Hawija, about 225km north of Baghdad, marked an important test of military coordination between Kurdish peshmerga forces and Iraqi government troops.

The town is in Kirkuk province, an oil-rich region that is hotly disputed by both Arabs and Kurds and has been a focal point in decades-long discord between Baghdad and Kurdish leaders over borders.

The United States has opposed the Kurdish referendum, saying it would threaten cooperation between Iraqi and Kurdish forces in the fight against the Islamic State in Iraq and Syria (ISIS) at a time when the extremist group is reeling from consecutive military defeats.

Hawija was a strategic position for ISIS, giving it a base in central Iraq to launch attacks in surrounding provinces. The battle to reclaim the town was launched on Sept 21 and involved a mix of Iraqi forces backed by American airstrikes.

The battle for Hawija was one of the few remaining areas in which Iraqi and Kurdish parties were cooperating.

Last week, the Kurdish Regional Government held a unilateral referendum on independence, which was approved by nearly 93 per cent of voters in the semiautonomous Kurdish region of northern Iraq.

The vote was opposed by the Iraqi central government, the US, Turkey and Iran. It has set off a string of recriminations and threats of total economic blockade of the Kurdish region by Iraq, Turkey and Iran - all of which have held military exercises as a warning to Kurdish officials.

Turkish President Recep Tayyip Erdogan told Turkish media Thursday that Turkey, Iran and Iraq would decide together whether to choke off the flow of oil from the Kurdish region.

The Popular Mobilization Forces, an umbrella group of militias aligned with the Iraqi government, have strongly opposed the Kurdish independence referendum as well. They participated in the Hawija battle, putting them in close proximity to Kurdish peshmerga forces and raising fears of clashes between the groups.

In a joint news conference with Macron on Thursday, Abadi said there is no "military option" to resolve the dispute between Baghdad and the Kurdish Regional Government.

The relatively swift fight in Hawija has mimicked August's battle for the northern city of Tal Afar, where the militants put up mild resistance before surrendering or withdrawing, Iraq's military said.

Both battles mark a dramatic turnaround in the militant group's ability to hold ground and inflict significant damage. Iraqi and US officials involved in the campaign to eradicate the group say ISIS was exhausted and severely depleted during the gruelling nine-month battle for Mosul, the largest city in northern Iraq and the most important territory the militants held after their 2014 sweep of northern and central Iraq.

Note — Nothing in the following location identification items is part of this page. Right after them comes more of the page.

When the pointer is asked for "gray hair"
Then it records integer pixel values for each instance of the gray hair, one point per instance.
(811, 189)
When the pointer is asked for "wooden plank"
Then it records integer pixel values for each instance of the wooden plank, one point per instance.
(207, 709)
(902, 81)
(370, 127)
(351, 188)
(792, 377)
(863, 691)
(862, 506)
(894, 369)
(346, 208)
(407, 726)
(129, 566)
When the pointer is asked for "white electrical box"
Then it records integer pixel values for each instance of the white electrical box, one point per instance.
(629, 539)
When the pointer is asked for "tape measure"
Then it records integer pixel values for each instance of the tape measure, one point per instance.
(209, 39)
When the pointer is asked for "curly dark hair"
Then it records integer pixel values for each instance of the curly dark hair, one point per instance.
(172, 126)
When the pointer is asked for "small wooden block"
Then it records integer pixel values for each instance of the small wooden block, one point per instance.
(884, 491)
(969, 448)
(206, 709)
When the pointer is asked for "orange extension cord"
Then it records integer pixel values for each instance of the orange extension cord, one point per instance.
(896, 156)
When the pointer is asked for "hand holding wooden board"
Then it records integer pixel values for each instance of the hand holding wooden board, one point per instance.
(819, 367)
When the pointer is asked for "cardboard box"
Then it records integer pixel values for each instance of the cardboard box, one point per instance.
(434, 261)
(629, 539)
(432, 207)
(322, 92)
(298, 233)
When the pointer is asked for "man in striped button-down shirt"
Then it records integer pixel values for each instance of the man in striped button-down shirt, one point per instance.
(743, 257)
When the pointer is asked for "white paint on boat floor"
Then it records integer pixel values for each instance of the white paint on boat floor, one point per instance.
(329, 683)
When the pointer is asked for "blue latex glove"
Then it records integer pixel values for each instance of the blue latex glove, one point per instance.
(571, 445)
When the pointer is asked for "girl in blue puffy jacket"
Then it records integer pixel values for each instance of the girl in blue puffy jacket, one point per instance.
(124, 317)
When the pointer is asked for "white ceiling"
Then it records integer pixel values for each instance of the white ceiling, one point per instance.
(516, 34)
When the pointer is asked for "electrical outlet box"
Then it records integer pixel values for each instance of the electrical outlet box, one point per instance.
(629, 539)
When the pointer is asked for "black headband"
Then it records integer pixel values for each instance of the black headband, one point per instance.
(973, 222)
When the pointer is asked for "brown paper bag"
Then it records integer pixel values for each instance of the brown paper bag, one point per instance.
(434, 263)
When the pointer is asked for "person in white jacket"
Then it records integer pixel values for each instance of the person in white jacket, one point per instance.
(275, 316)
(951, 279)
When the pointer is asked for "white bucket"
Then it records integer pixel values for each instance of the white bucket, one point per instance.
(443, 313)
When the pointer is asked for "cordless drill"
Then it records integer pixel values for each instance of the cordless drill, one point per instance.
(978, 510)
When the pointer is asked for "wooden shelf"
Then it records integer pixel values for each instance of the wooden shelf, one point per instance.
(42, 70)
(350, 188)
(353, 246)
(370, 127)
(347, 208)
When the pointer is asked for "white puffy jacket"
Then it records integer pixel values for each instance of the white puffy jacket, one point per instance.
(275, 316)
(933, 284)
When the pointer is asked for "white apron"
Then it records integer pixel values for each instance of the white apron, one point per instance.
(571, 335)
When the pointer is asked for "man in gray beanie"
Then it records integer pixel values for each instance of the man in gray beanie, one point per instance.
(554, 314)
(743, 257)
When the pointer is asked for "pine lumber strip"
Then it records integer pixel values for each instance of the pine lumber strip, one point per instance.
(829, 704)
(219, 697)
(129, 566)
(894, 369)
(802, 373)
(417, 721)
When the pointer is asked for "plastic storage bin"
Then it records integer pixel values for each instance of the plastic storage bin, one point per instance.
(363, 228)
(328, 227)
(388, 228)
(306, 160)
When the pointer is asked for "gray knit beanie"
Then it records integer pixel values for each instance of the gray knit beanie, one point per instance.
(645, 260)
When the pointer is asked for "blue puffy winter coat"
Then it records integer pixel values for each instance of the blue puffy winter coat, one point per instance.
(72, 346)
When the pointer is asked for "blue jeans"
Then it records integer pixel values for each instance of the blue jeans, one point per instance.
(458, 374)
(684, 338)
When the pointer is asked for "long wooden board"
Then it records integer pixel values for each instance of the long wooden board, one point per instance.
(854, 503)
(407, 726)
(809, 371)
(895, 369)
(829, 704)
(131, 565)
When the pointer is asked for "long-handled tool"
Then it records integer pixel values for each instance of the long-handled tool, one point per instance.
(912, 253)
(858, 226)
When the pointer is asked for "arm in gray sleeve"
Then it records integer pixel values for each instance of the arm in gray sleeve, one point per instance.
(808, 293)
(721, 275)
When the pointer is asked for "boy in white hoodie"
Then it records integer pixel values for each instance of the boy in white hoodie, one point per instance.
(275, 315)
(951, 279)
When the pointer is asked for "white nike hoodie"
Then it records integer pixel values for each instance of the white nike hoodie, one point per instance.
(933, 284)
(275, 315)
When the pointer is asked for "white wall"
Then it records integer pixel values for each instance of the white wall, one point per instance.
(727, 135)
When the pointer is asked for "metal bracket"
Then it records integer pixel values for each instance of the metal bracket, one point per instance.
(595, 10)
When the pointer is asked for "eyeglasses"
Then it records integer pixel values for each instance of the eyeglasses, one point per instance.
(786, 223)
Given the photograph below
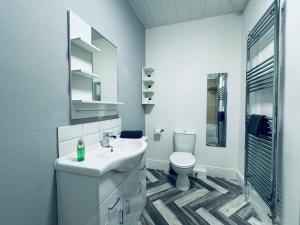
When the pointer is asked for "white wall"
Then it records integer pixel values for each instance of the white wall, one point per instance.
(182, 55)
(291, 110)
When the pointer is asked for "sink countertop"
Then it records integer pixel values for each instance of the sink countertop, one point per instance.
(99, 160)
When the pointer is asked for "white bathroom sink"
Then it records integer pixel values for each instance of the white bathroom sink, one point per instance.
(123, 156)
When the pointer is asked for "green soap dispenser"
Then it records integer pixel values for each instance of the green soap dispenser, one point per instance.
(80, 150)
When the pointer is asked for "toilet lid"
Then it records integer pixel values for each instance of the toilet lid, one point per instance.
(182, 159)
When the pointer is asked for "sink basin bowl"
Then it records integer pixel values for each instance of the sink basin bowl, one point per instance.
(122, 156)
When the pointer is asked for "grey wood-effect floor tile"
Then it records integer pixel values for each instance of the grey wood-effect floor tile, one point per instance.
(213, 201)
(233, 206)
(208, 217)
(188, 198)
(158, 189)
(166, 213)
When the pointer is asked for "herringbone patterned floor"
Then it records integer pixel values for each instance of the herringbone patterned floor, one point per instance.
(215, 201)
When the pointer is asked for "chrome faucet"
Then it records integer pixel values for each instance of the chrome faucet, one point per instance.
(106, 136)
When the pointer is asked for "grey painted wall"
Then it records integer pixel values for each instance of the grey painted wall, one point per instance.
(34, 97)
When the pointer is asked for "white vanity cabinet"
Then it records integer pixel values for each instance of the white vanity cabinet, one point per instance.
(113, 199)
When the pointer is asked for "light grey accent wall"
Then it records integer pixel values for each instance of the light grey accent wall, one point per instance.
(34, 94)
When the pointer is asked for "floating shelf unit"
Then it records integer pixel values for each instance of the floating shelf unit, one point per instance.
(85, 45)
(81, 72)
(148, 81)
(85, 55)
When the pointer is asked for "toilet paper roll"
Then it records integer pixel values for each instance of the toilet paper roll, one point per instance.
(158, 130)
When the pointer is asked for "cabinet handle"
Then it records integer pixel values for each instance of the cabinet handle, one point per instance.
(143, 167)
(121, 215)
(114, 205)
(127, 206)
(141, 187)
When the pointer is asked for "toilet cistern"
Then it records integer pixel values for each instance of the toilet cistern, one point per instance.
(182, 160)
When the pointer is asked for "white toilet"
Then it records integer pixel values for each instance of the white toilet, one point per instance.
(182, 160)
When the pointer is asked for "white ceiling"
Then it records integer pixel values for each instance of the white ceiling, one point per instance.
(154, 13)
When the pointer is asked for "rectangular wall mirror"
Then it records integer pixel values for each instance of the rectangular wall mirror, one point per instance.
(216, 109)
(93, 71)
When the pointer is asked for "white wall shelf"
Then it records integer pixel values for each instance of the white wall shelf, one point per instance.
(148, 71)
(148, 80)
(148, 91)
(88, 108)
(81, 72)
(92, 70)
(149, 103)
(97, 102)
(85, 45)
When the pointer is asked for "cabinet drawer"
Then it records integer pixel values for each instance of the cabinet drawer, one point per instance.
(108, 183)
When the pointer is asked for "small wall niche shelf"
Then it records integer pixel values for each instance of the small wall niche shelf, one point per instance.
(87, 107)
(85, 45)
(148, 80)
(148, 91)
(81, 72)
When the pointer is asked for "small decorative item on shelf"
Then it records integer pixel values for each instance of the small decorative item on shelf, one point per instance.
(148, 80)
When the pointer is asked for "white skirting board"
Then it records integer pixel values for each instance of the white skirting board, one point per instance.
(260, 207)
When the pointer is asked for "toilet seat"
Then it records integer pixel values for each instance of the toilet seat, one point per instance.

Coupled with ongoing battles to evict the group from the Syrian cities of Raqqa and Deir al-Zour, ISIS is under immense military pressure and has ceded roughly 90 per cent of the territory it once controlled.

In Iraq, the group now controls only a string of small towns in the vast desert of western Anbar province along the Syrian border. Iraqi forces launched a campaign there last month and expect a tough fight in an area that is difficult to control and where the militants can move easily between the two countries.

It is in that porous frontier region that US and Iraqi officials believe the group's leader, Abu Bakr al-Baghdadi, is hiding. Last week, ISIS released an audio recording purporting to be of Baghdadi - defying Russian claims that the reclusive leader was killed over the summer.